FORM: Trustee Obtains Opinions of Physicians Regarding Incapacity
This sample clause provides that the trustee may rely on the opinion of two physicians to determine incapacity:
An adult beneficiary under this Agreement, including any settlor who shall be a beneficiary hereunder, shall be considered “incapacitated” if the beneficiary is a person for whom a guardian of the estate could be appointed under Texas law. The fiduciary charged with making such determination shall not be required to obtain a court adjudication of incompetence, but may rely on the written opinion of two licensed physicians who are not related by blood or marriage to the settlors or any beneficiary of this trust.
FORM: Distribution to Incapacitated Spouse When Trust Holds Separate Property
This form is to be used when the trust holds joint management community property of the spouses and separate property of the incompetent spouse. To use this form, the trust must provide that each class of marital property will be treated as a separate trust or sub-trust.
If the assets of the incapacitated spouse are completely exhausted, this form does not provide that the incapacitated spouse can access the separate property of the competent spouse. If the incapacitated spouse were allowed to access the separate property of the competent spouse, the trust would be granting property rights that did not exist prior to the formation of the trust, and the rights of the creditors of the incompetent spouse might be increased.
However, the competent spouse can access his or her separate property if he or she chooses to do so.

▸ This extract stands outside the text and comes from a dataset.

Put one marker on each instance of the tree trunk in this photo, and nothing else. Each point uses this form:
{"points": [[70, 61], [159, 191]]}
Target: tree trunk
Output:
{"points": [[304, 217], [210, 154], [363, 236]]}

In the event the trustee shall consider (Name Settlor 1) or (Name Settlor 2), as applicable, to be incapacitated, the trustee shall distribute to the persons and from the sources or sub-trusts as set forth below so much or all of the income and principal of this trust (or sub-trusts of this trusts), even if such distributions of income and principal shall exhaust the specified portion of this trust (or sub-trusts of this trust), as the trustee shall consider or deem advisable for the comfortable maintenance, health and support of (Name Settlor 1) or (Name Settlor 2), as applicable:
- To or for the benefit of (Name Settlor 1), if incapacitated, from the following and in the following order of priority:
- The share of (Name Settlor 1) in any joint management community property; provided, however, that (Name Settlor 2) shall consent in writing to the distribution;
- The sole management community property of (Name Settlor 1); and
- The separate property of (Name Settlor 1).
- To or for the benefit of (Name Settlor 2), if incapacitated, from the following and in the following order of priority:
- The share of (Name Settlor 2) in any joint management community property; provided, however, that (Name Settlor 1) shall consent in writing to the distribution;
- The sole management community property of (Name Settlor 2); and
- The separate property of (Name Settlor 2).
FORM: Distribution to Incapacitated Spouse When Trust Holds Joint Management Community Property
This form (in conjunction with the distribution form) is to be used when the trust does not own any significant amount of property other than joint management community property.
This form allows the assets of the trust to be completely exhausted if either spouse becomes incapacitated. However, the consent of the spouse who is not incapacitated is required due to the prohibition against unilateral partitioning. [See Tex Const art XVI §15.]
In the event the trustee shall consider (Name Settlor 1) or (Name Settlor 2) to be incapacitated, the trustee shall distribute, after obtaining the consent of the spouse who is not incapacitated, so much or all of the income and principal of this trust (even if such distributions of income and principal shall exhaust this trust) as the trustee shall consider or deem advisable for the comfortable maintenance, health and support for whichever one (or both) of (Name Settlor 1) or (Name Settlor 2) as shall be or become incapacitated.